Once the tick is removed and stored, it’s time to clean the bite.

Wash the Area

Begin by washing the bite with soap and water. A mild cleanser like Dawn works well. You can also use a wound wash. 

Antiseptic

Next, you can apply an antisepctic. Iodine is a good choice, and is safe for dogs. If you don’t have iodine on hand, you may need to pick up a dog wound cleanser. 

A salt solution can also be a gentle antiseptic. To do this, mix 1 teaspoon of salt with 2 cups of water. You can then use it to rinse the wound. 

Cream for Relief 

For comfort, you can use hydrocortisone cream. This will calm inflammation and help  relieve itching. 

If you suspect your pooch has a mild allergy to the bite, Bendadryl cream can be helpful. This contains an antihistamine which helps relieve itching and swelling associated with allergies. 

Monitor Your Dog 

Once the tick has been removed and the bite has been cared for, you’ll simply need to monitor your dog. Watch for signs of increased swelling or heat from the bite. 

You’ll also need to watch for signs your dog is not feeling well. These can include lethargy, stiffness, and loss of appetite. 

Swelling should begin to go down soon after removal, but healing can take a few weeks in some cases. 

If you see anything concerning, you’ll need to speak with your vet. 

When to see a vet about a dog having a lump under a tick bite?

Many tick bites resolve on their own without veterinary treatment. However, there are signs that the problem may be more serious than a simple bite. 

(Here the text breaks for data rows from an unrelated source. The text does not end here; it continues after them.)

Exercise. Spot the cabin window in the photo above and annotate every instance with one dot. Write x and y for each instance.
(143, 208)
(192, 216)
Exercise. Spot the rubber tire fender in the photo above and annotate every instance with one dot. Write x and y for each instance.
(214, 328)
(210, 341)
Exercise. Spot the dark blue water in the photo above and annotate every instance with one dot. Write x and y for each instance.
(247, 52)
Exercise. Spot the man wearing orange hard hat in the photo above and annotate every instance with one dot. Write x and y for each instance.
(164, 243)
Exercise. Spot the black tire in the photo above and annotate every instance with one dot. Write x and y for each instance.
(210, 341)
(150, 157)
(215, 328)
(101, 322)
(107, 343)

These need to be evaluated and treated by your vet. 

Systematic Symptoms 

One sign you should take your pooch to the vet are systematic symptoms. These are symptoms that can occur throughout the body, not just at the site of the bite. 

This includes fever, lethargy, swollen lymph nodes, and joint pain. In the case of an allergic reaction, your dog may experience hives, sneezing, or difficulty breathing. 

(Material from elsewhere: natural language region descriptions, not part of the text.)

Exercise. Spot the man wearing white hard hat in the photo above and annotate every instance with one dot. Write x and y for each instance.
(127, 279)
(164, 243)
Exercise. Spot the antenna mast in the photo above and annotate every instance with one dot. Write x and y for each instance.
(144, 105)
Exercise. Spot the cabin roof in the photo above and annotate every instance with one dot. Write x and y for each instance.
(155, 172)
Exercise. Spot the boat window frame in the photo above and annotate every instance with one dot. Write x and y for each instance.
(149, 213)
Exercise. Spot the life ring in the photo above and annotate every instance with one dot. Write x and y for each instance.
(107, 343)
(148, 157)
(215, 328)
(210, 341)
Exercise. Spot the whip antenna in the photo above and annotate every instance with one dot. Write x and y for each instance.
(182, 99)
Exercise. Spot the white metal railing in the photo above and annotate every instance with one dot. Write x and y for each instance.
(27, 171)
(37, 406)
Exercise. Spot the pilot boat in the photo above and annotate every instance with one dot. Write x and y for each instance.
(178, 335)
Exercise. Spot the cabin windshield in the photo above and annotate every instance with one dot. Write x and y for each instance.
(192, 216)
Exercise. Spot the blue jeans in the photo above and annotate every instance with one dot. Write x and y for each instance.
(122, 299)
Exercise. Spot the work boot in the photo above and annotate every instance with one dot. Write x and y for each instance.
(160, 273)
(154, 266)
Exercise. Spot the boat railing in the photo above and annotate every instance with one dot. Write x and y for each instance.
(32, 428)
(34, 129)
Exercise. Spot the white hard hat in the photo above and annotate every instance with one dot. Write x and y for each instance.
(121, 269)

Any of these signs after a tick bite mean you should get your pooch checked out by your vet. 

Swelling 

A small amount of swelling after a bite is normal. However, if the bump is large or continues to swell after the tick is removed, this may be a sign of a serious problem. 

Oozing or Discharge 

Oozing or discharge is a sign of infection, which needs to be treated with antibiotics. Fast treatment is important, because the infection may get worse over time. 

Follow Your Instincts 

There is absolutely no substitute for following your instincts. If something seems not quite right with the bite or your pooch, give your vet a call. 

It’s always better to be safe than sorry. The earlier any potential problem is diagnosed, the easier and more effective treatment is.